I liked camping as a young kid, but these days my idea of roughing it is a motel 6 :)
It’s pretty challenging to find anything in Japan resembling a “villa” like you stayed at in Bali, but you can find small rooms or apartments (and you’ll usually pay more for them than a villa in Bali, too). :) Transportation costs are through the roof, too — it was $100 in highway tolls just to drive 2 hours! Trains aren’t much cheaper.
Yes, the kids loved camping in a tent and they want to do it again. There was a little bathroom with a sink nearby so we had some facilities. I don’t really like to “rough it” for more than a day or so myself, but was glad that someone else was in charge of all the gear and preparations.
Looking forward to when we can return.
That lantern festival was so much fun, everything from seeing the beautiful temples and gardens to playing festival games and eating the delicious food for sale there.
I love that photo with Marie in those white flowers, and the little girl who made that dandelion crown for Marie was so sweet. :)
I’m glad the girls could have a fun camping experience and enjoy the onsen. They sure had fun at the beach digging up “treasures”, and those waterfalls were so beautiful.
Loved our bike rides to Baskin Robbins. :)
Camping? Really? everything else looks fantastic. I think it’s important for the girls to have a camping experience so good for you. Now they can say they did and they don’t have to do it again. I’m just sayin.
Cool, Cool, Cool!
It’s hard not to fall in love with this beautiful country–my second home. After getting your fill of the temples, shrines, castles, and gardens, it’s nice to just kick back and soak it all up. I’m glad you and your family got to do that.
I’m planning my own trip in Japan. From now I have nothing else than my flight tickets. It’s hard to say “ok, we ‘ll only know Osaka area”, and your pictures don’t help.
I love this post. I love being able to experience Japan vicariously through your photos and words. I am glad the girls were able to go camping for the first time! How fun for them.
And I’ll bet you can’t guess what my favorite pictures was. Just take a wild guess.
Hmm… The girls at the beach? Or maybe Aysia at the beach?
I just signed up for your newsletter. I look forward to hearing from you.
The multiple pictures you post are wonderful, I feel like I am really experiencing
the country as it really is. I traveled extensively before I married and had my children.
I loved it, and am looking forward to doing more in the near future.
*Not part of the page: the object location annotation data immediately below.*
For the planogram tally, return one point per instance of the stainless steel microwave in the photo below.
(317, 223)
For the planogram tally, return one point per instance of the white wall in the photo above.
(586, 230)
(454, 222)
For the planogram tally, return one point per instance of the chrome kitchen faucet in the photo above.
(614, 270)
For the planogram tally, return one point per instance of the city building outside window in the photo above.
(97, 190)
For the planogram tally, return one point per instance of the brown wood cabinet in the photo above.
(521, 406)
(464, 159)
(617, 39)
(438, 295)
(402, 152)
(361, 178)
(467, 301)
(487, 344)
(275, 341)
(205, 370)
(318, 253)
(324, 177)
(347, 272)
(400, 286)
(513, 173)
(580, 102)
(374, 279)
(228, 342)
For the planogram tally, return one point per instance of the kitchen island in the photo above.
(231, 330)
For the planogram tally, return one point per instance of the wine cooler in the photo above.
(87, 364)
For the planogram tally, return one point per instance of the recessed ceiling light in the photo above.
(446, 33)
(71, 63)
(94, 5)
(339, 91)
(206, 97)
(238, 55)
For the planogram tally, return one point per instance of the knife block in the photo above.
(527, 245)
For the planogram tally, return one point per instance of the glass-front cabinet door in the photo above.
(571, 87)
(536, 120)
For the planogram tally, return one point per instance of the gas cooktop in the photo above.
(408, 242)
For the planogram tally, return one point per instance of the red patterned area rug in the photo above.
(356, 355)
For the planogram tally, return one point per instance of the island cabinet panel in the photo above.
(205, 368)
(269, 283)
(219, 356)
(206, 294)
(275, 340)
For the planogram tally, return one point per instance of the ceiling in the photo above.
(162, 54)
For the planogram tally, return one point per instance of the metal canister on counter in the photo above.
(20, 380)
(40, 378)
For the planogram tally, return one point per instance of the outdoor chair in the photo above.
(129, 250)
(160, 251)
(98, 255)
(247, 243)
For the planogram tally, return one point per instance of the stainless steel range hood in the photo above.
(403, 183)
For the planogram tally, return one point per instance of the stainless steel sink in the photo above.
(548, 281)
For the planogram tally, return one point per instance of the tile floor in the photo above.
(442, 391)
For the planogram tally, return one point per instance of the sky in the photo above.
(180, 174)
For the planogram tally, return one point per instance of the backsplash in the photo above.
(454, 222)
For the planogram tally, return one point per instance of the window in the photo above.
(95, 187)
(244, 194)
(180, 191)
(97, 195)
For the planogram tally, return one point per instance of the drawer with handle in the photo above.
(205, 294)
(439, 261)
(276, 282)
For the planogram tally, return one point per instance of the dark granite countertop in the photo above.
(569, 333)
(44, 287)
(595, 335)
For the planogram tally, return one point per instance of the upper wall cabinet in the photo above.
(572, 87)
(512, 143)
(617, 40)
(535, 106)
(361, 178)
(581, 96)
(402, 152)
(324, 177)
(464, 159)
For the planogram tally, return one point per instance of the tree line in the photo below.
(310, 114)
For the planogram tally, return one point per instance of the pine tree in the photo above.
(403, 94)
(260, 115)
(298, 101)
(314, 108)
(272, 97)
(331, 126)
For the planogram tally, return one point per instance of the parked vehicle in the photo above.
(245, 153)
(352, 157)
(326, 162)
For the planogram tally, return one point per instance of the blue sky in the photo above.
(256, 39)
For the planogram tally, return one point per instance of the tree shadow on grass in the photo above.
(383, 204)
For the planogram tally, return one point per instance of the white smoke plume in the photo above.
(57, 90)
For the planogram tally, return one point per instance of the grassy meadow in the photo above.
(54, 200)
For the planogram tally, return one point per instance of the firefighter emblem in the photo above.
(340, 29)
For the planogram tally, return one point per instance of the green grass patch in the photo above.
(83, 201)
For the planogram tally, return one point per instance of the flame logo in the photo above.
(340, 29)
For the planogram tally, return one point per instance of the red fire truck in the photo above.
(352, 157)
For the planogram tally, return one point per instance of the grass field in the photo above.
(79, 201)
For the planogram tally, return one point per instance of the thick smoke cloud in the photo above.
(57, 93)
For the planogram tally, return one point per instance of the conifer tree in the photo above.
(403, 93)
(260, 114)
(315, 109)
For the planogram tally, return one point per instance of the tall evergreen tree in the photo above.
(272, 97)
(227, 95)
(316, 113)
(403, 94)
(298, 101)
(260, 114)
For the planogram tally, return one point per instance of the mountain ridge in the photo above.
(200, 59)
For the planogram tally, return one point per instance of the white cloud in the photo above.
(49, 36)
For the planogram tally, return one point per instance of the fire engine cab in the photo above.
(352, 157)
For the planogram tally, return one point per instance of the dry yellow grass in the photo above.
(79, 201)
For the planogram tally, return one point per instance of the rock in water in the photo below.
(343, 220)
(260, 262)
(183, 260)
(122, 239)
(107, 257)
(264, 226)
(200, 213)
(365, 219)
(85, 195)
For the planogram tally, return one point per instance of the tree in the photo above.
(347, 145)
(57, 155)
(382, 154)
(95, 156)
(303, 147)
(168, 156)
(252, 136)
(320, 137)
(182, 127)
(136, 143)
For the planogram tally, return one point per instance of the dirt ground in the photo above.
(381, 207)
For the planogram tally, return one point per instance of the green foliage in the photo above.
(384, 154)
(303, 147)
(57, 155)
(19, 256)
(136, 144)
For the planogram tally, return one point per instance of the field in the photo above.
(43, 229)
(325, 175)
The house in Bali is beautiful, I am assuming this is a tourist house and not a typical
Bali home, am I correct? If you were to live in Bali full time, what would that type of home look like and cost? You have a beautiful family, thank-you for sharing!
It depends on what you consider “typical” but yes, the villa we’re renting was meant as a vacation rental for tourists, but we negotiated a one year lease. Many places here are willing to do that, and you can find some excellent deals. Price will vary by location, though, and if it’s a nice villa with a full staff, pool and view, you’ll pay a lot more than an equally nice house without those things. I haven’t looked around enough to give a good figure, but check vrbo.com for an idea, and realize you can often negotiate a long-term monthly rate that costs about as much as a short-term weekly rate. Good luck!
Thank-you so much for your gracious reply and information. I am going to check it our right now!!